Automate HTTPS Certificates with Ansible Roles ft. Let's Encrypt & CloudFlare

Recap

We have already seen how to enable HTTPS on a domain if you have a VPS and you are using Nginx. In one other post we have also talked about getting started with Ansible in which I wrote about basic concepts in Ansible such as inventory, module, playbook. We have also talked about Ansible Roles which are about directory structures.

What we’ll cover

In last post we saw how I went through steps of enabling HTTPS on all of the subdomains on a website. I did it manually, not with Ansible. This post is continuation of that where I am going to automate this process.

In last post I also refrained to add anything to the public repo as I found it creepy to store my security related data openly on the web. So instead of putting chuck of configuration openly on the tasks or templates, what we can use is something called variables. Good thing about vairables are that we can put it in a separate file and use it from there. And if we keep the variables separately, we can also override variables from command line, and use ansible-vaults to encrypt them. Variables are also used in substituting placeholder text in template files.

This is third post in the series of my Ansible learning and in this post I’ll talk about:

How to make use of Ansible in this automation process of fetching HTTPS certificates.
On the Ansible side, I’ll cover templating, variables. We’ll also see how we can override variables from command line.

While you read this post, take a moment to connect with me on LinkedIn.

Pick up where we left off

Just so that everyone is on the same track (assuming you are following this on your own). I have this setup right now.

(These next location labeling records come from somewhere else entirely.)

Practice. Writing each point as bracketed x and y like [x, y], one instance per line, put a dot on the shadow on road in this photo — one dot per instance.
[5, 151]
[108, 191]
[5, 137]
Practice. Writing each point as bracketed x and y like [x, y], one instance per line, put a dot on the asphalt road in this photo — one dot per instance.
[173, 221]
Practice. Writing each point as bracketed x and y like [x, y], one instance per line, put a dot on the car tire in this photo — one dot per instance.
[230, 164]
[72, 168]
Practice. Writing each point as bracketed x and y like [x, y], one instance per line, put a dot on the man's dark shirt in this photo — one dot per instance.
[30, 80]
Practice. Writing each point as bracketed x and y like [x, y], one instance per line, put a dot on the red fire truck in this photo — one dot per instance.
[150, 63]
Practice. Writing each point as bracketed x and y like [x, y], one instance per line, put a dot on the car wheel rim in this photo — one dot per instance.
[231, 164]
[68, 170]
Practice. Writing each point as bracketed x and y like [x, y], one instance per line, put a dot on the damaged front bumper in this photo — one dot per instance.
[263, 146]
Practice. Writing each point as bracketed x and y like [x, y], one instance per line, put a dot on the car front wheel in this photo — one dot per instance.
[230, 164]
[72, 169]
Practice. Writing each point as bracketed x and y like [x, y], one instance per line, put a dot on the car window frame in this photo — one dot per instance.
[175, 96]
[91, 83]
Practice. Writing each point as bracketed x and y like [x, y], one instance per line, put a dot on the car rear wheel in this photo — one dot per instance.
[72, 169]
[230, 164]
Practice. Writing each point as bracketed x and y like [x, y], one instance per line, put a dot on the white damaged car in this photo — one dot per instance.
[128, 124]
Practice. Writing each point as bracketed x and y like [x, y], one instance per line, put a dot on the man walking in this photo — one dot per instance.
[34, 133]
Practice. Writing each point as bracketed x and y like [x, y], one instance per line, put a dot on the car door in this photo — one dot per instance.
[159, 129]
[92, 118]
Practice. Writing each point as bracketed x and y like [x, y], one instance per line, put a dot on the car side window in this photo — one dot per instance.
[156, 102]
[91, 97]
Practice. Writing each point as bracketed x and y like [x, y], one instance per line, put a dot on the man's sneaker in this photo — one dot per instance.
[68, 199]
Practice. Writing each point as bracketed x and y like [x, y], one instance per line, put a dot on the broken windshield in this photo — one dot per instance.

1 VPC running Ubuntu 20.04. I have leased from AWS. You can lease from anywhere you want. Make sure you can ssh to it and have sudo access to install stuff.
1 domain. HTTPS certificates are typically issued to domain names, not IP addresses.
v0.1.0 of my Ansible configuration.

A side note. You can’t have Windows as a control node. Although you can manage a Windows machine with a Linux/Mac. This means that if you are on Windows, please use WSL or switch to Linux or Mac, whichever is convenient.

Another side note. This time I don’t have my santosh.pictures domain which I used in previous posts. Instead, I will use this santoshk.dev domain. A few things about this domain:

santoshk.dev is mapped to netlify, which hosts my Hugo JAMStack website. So we only have *.santoshk.dev to tinker with.
Unlike some previous posts in this series, this domain is not parked on Route53, but on namecheap.com.

You don’t practically need to register/transfer your domain on namecheap. I’ve tried to make this article registrar agnostic.

Install Jenkins and Nginx with our Playbook

If you are following with me, you need to clone my ansible config > checkout to v.0.1.0 > install nginx and jenkins with our playbook.

This is the comamnd I used to install Jenkins and Nginx on my EC2 machine:

ansible-playbook -i inventory -u ubuntu playbooks/jenkins.yml
ansible-playbook -i inventory -u ubuntu playbooks/nginx.yml

If you don’t find yourself familiar with above command, you should definately checkout my previous post.

Once you run the nginx playbook which we have written by ourself, you should receive an IP address in the console output of the playbook. If you go to that address, you should see the Unlock Jenkins page.

The real need here on the Jenkins page is that we have to have secure connection between the browser and the Jenkins server on AWS. For that we need a domain.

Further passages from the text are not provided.